今や林家全体が鈴木の母娘に牛耳られ、林富岡も彼女たちを信用し切っている。さらに二ヶ月後には林夏美が結城家の次男と婚約することになっている。
結城家は名門中の名門。そうなれば、林夏美にとって清美を殺すことは蟻を踏み潰すようなものだ。
今、鈴木政博を告訴することは自ら死に道を選ぶようなものだった。
「私にとって価値があると思えば、それでいいの」林夏美は母を早くに亡くし、元の記憶からはほとんど何も思い出せない。あるのは他人の作り話ばかり。でも雲さんは違った。

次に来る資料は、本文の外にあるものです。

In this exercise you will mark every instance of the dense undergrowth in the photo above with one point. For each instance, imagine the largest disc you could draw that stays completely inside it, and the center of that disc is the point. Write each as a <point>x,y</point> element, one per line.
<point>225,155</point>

夏川清美が受け継いだ記憶の中で、雲さんは元の清美に最も純粋な愛情を注いでくれた人だった。
夏川清美は前世でも母の愛を知ることはなかったが、雲おばさんを通してそれを感じることができた。この微妙な感情は、目の前の可哀想な女性に対して強い保護欲を抱かせた。
「でも政博さんは末子さんの弟よ。私たちが告訴したら、彼女は絶対にあなたを許さないわ」雲さんは小さな声で言った。
「告訴しなくても、彼女は私を許さないわ」夏川清美は雲さんを安心させようとしたが、心の中では『私も彼女たちを許さない』と付け加えた。
「清美……」
「ゆっくり休んでください」夏川清美は雲さんの言葉を遮った。
そのとき健二が入ってきて、「林さん、藤堂さんから電話です」と告げた。
「専属の看護師を手配しましたから、ゆっくり休んでください。他のことは私に任せて」夏川清美は一言残して病室を出た。
車に乗ると、夏川清美の電話が鳴った。
林富岡からだった。
夏川清美は無表情で電話を切り、健二に尋ねた。「健二さん、不動産の営業の方をご存知ですか?」
「林さんは物件をお探しなんですか?」健二は意外そうだった。